On April 8, 2015, a New York Assemblyman introduced the Data Security Act in the New York State Assembly that would require New York businesses to implement and maintain information security safeguards. The requirements would apply to “private information,” which is defined as either:
- personal information consisting of any information in combination with one or more of the following data elements, when either the personal information or the data element is not encrypted: Social Security number; driver’s license number or non-driver identification card number; financial account or credit or debit card number in combination with any required security code or password; or biometric information;
- a user name or email address in combination with a password or security question and answer that would permit access to an online account; or
- unsecured protected health information (as that term is defined in the Health Insurance Portability and Accountability Act of 1996 (“HIPAA”) Privacy Rule).

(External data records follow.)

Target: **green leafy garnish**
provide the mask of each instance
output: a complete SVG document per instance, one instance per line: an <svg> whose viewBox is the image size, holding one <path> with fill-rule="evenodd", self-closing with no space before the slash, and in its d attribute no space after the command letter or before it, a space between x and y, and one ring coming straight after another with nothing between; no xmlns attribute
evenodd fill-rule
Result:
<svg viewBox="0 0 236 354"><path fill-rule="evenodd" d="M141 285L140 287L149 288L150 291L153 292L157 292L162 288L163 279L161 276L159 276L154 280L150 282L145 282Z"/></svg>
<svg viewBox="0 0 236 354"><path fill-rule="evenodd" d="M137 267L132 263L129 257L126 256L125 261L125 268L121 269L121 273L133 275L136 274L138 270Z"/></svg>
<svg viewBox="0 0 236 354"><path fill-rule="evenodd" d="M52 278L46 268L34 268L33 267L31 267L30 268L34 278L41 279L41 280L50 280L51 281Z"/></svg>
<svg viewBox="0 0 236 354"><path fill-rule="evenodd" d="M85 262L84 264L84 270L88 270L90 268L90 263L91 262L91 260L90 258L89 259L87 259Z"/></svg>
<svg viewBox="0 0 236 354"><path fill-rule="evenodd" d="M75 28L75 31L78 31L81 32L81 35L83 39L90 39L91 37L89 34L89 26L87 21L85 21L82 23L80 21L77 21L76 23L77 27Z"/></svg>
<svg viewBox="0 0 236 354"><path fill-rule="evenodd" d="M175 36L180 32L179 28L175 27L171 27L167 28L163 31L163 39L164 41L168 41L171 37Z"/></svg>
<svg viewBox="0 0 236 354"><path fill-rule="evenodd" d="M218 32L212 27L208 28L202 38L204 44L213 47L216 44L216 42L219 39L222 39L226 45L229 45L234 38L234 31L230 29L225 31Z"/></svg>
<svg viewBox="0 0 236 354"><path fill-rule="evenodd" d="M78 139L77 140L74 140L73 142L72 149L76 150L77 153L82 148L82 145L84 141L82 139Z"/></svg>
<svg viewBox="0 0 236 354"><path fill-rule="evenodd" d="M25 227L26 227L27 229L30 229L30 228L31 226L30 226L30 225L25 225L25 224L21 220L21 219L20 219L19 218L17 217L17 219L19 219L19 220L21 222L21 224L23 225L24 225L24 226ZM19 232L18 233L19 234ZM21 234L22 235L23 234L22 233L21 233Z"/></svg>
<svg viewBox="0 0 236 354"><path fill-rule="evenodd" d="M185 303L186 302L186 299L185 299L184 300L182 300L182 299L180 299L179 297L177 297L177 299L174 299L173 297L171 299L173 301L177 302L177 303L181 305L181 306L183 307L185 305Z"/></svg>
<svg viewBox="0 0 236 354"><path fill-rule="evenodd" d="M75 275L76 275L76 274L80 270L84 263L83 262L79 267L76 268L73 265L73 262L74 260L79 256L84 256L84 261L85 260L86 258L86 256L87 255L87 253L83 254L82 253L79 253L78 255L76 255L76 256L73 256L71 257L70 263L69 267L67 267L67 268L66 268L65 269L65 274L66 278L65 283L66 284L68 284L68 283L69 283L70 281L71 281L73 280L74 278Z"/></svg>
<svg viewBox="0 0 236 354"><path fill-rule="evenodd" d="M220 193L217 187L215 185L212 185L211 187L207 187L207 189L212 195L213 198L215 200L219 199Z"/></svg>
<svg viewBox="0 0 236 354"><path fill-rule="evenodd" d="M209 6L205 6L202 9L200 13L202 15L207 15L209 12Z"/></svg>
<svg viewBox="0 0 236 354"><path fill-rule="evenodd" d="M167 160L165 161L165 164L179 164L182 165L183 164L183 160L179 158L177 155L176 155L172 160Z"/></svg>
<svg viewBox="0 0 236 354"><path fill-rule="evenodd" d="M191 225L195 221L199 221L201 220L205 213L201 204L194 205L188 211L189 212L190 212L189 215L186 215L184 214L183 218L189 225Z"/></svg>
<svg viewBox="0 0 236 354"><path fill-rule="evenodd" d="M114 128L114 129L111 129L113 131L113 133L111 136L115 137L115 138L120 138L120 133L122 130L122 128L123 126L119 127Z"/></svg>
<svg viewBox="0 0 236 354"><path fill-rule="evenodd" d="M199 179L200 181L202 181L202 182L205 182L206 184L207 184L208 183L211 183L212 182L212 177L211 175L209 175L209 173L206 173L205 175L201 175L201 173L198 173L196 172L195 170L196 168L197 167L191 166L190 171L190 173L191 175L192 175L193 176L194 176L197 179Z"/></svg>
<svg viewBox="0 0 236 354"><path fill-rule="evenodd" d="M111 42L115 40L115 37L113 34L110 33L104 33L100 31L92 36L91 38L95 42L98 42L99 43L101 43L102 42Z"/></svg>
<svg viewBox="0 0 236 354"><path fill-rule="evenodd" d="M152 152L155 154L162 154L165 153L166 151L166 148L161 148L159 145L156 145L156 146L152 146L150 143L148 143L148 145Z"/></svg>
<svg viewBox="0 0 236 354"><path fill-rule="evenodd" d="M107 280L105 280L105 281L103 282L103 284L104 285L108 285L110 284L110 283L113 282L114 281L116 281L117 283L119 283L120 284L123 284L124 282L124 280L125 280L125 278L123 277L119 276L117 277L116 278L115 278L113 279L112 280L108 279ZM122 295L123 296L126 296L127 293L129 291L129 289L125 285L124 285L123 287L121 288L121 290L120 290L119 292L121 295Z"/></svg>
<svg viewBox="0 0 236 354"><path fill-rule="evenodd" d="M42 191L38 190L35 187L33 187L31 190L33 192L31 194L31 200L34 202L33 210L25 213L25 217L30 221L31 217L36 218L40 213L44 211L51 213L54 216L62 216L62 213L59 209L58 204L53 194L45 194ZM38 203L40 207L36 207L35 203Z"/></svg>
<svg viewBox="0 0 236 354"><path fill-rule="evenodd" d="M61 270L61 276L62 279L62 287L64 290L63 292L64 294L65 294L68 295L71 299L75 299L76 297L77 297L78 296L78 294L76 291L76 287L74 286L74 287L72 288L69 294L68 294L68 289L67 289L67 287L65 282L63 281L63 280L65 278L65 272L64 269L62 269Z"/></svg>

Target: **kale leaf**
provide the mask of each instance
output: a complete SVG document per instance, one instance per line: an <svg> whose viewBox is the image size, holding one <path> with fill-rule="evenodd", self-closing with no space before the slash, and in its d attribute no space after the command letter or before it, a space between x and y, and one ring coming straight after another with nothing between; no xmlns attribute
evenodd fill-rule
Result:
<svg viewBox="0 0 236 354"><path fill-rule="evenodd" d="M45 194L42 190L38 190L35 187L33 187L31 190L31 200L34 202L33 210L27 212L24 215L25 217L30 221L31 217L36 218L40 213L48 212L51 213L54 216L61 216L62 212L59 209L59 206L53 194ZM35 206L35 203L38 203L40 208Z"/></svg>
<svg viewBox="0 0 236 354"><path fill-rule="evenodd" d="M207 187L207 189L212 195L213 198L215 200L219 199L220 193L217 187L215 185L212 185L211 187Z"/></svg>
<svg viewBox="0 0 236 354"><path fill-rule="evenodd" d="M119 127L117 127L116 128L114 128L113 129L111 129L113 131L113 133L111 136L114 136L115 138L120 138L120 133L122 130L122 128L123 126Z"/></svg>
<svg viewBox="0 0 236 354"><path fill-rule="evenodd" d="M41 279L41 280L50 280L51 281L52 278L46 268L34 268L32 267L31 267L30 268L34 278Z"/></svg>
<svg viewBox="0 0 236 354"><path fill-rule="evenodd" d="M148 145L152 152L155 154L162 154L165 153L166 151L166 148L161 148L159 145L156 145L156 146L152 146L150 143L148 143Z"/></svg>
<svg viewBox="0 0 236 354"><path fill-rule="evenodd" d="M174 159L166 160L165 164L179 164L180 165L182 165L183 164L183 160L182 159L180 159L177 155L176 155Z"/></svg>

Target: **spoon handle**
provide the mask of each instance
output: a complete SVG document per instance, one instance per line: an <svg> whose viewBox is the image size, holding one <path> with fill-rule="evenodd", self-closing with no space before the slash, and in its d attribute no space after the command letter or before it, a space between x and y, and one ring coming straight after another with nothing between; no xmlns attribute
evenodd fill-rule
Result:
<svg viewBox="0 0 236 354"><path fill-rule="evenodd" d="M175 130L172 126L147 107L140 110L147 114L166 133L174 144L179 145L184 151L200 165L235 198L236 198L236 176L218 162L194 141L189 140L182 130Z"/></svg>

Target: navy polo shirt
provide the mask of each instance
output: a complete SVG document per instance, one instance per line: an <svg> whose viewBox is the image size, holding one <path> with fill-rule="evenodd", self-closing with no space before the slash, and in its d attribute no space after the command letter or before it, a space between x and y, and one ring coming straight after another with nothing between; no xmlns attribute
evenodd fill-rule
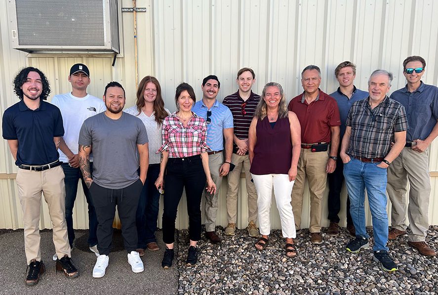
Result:
<svg viewBox="0 0 438 295"><path fill-rule="evenodd" d="M44 165L59 158L53 137L64 135L61 111L41 100L32 110L22 99L3 114L3 138L18 140L15 165Z"/></svg>

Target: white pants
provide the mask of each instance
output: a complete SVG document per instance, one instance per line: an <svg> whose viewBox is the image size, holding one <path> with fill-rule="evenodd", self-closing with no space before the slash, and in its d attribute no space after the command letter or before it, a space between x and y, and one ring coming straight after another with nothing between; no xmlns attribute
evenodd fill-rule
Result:
<svg viewBox="0 0 438 295"><path fill-rule="evenodd" d="M289 181L286 174L268 174L252 175L257 192L259 225L260 234L271 233L270 211L272 203L272 188L281 222L281 232L284 238L296 237L295 220L290 205L290 194L294 181Z"/></svg>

The Data Security Act obligates entities to develop an information security program that includes:
- administrative safeguards, such as conducting risk assessments, training employees and selecting service providers capable of maintaining appropriate safeguards;
- technical safeguards, such as assessing risks in network and software design and regularly testing and monitoring the effectiveness of key controls; and
- physical safeguards, such as disposing of electronic media so that the information cannot be read or reconstructed.
The Data Security Act deems certain specific entities in compliance with the law’s requirements, such as financial institutions that comply with the Gramm-Leach-Bliley Act, HIPAA-regulated entities, and entities that comply with NIST Standards. Entities that comply with the latest version of NIST Special Publication 800-53 are also immune from any civil liability under the Act.
The Data Security Act establishes a rebuttable presumption that an entity that obtains an independent third-party certification complies with the requirements of the law. The New York Attorney General is empowered to enjoin any violations of the Data Security Act, and can obtain civil penalties of $250 for each person whose private information was compromised, up to a maximum of $10 million. For knowing and reckless violations, these amounts can increase to $1,000 for each affected person up to a total of the higher of $50 million or three times the aggregate amount of any actual costs and losses.
The Data Security Act also amends New York’s breach notification law by using the expanded definition of “private information” discussed above. Previously, New York’s law did not cover breaches involving biometric information, user names and passwords, or protected health information.